Accra, April 12, GNA - The Ghana Revenue Authority (GRA) has held a seminar for Large Tax Payers to help deepen their understanding of the new Income Tax Law (Act 896) and also explain some misconceptions.
The seminar was in line with the GRA's desire to enhance education on the new Tax Law to ensure compliance and to work together with stakeholders to smoothen the rough edges for effective implementation.
Mr Kwaku Opoku-Agyemang, Assistant Commissioner and Acting Head of Large Taxpayers Office, said the aim of the seminar was to help keep the taxpayers abreast with the provisions of the new law and how to use it.
He said the main reason for the passage of the new Income Tax Law is to revise and consolidate the many scattered tax laws and amendments into one document, simplify the provisions of the Act and make it more user-friendly to enhance efficiency and facilitate compliance.
Mr Dominic Naah, Chief Revenue Officer, in a presentation on the various aspects of the new Income Tax Law, said Capital Gains Tax is no more a separate tax on its own.
He said gains realized on disposal of assets ('now called gain on realisation of an asset') or liabilities were to be included in business or investment income and taxed at the applicable income tax rate.
Besides, Gift Tax is also no more a separate tax on its own adding that gifts received in respect of employment, business and investment are to be included in calculating the gains and profits from employment, business and investment, he said.
Mr Naah said mortgage interest which previously was available for more than one residential building for individuals will now be restricted to just one building during the life time of that individual.
He said the law also allow for deductions for repairs and improvements, while research and development expenses may also be deducted irrespective of whether or not they are of a capital nature.

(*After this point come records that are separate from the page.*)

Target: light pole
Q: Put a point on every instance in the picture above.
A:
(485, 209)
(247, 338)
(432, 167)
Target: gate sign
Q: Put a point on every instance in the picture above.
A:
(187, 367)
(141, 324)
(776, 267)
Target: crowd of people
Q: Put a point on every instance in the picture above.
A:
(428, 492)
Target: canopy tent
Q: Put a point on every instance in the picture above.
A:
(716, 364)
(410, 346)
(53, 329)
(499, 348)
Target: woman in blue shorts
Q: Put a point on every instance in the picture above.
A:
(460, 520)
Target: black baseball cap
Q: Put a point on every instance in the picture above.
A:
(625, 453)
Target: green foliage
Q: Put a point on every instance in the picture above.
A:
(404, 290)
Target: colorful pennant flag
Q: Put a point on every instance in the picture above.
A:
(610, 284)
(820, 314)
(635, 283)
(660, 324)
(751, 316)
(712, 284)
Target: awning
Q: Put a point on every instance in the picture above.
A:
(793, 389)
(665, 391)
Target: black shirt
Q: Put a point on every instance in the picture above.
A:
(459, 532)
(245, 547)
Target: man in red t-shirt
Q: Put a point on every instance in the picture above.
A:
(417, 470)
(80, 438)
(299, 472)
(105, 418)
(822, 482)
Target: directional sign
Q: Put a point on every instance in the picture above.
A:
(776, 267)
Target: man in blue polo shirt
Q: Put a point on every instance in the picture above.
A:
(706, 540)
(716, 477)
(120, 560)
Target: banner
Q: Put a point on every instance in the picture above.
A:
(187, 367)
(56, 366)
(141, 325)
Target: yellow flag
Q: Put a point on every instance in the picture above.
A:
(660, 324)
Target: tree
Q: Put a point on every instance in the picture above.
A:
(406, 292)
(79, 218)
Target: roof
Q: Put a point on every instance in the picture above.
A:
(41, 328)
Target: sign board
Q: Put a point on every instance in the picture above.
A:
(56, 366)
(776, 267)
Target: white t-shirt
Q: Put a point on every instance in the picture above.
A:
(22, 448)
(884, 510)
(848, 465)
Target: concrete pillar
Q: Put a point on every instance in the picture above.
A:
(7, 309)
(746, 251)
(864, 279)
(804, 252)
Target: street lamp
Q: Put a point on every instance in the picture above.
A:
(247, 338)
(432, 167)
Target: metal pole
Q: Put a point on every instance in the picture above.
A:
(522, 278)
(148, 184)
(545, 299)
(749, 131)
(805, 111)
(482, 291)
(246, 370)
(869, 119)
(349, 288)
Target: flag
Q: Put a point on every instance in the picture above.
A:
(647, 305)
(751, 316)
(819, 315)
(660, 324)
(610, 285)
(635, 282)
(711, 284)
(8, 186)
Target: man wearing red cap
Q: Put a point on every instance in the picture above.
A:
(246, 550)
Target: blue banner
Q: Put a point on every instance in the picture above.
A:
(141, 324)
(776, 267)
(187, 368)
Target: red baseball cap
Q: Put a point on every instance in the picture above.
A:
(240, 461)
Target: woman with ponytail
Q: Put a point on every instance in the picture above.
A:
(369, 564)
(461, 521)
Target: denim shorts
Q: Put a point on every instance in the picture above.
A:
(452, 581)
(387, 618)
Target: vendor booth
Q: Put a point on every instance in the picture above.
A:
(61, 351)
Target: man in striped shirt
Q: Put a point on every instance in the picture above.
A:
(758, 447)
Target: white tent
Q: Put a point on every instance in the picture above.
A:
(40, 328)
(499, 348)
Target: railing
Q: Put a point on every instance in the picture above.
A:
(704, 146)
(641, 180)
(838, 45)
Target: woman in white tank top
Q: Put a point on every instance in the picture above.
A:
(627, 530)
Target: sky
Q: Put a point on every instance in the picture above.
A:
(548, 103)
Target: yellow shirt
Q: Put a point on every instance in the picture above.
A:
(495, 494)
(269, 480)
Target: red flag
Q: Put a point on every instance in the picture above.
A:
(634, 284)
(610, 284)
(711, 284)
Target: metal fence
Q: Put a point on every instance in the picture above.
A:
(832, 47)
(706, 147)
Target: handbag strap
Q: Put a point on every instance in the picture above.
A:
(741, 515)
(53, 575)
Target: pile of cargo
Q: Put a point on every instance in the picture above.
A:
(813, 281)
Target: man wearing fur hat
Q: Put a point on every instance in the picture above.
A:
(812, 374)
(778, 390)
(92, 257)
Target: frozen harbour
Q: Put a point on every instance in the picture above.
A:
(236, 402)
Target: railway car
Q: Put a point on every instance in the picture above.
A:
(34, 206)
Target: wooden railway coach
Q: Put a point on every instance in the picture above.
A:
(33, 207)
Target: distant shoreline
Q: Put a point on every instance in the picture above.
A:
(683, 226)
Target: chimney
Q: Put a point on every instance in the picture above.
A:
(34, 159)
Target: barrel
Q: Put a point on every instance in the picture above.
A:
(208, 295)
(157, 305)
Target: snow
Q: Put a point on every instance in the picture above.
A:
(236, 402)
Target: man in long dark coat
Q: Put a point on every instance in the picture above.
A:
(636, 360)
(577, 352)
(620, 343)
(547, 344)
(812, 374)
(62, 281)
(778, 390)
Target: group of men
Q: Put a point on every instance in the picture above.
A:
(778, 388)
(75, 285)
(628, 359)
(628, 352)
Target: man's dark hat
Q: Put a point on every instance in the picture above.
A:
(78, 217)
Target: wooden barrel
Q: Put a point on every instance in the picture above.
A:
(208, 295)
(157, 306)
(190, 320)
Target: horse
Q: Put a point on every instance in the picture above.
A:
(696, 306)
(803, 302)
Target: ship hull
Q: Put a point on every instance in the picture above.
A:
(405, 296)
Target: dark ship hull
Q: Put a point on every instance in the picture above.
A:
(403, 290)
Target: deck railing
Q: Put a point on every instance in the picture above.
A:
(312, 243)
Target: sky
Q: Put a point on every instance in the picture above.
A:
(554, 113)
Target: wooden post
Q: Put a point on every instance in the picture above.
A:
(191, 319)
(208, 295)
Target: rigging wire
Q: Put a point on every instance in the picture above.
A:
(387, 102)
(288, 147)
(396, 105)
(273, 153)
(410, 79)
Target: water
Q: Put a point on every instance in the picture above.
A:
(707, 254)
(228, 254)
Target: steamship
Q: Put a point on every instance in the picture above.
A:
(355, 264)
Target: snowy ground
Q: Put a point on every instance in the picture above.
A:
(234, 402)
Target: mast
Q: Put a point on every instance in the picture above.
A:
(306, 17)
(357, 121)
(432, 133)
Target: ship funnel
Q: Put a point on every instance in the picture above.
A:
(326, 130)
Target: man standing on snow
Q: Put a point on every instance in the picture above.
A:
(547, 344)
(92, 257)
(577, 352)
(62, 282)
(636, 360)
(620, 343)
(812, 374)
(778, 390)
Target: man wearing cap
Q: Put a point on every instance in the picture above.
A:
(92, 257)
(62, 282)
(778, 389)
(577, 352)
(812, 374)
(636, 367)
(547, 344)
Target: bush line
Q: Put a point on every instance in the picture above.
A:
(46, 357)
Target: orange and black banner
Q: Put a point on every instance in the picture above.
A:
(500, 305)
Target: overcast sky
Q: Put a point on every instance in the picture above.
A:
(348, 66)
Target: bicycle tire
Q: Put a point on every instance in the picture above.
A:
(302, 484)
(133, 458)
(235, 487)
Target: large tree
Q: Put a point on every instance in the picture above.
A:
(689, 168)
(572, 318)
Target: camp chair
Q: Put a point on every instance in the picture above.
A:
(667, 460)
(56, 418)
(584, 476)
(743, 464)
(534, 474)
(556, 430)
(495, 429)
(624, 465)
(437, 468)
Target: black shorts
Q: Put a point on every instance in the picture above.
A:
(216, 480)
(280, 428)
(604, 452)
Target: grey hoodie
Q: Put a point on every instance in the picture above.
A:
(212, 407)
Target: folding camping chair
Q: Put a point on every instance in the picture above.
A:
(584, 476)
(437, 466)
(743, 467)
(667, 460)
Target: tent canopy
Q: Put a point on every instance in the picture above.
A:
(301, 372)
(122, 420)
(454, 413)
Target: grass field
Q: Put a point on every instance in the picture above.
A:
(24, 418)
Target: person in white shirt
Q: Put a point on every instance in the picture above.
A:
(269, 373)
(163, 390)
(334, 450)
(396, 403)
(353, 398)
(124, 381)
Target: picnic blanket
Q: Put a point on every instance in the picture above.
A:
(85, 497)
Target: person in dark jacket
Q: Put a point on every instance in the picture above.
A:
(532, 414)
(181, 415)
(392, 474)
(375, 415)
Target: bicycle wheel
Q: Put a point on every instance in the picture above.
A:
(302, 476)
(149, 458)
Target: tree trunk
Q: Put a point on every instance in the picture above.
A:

Mr Naah said the new Income Law has also introduced a full worldwide basis of taxation for residents that means residents will now be taxed on all incomes regardless of source and whether or not foreign income earned is brought into Ghana.
He said the Act 896 exempts from tax, gains made from realization of assets from merger, amalgamation or re-organization where there is a continuity of at least 50 per cent of the underlying ownership.
He said while in the past a 'private ruling' is binding only on the Commissioner General, the new Act makes such ruling binding on the applicant as far as the transaction in respect of which the ruling is given is concerned.
Mr Naah said individuals and companies granted temporary concessions from tax in specified sectors are required to pay 1 per cent tax on their chargeable income during the period of concession.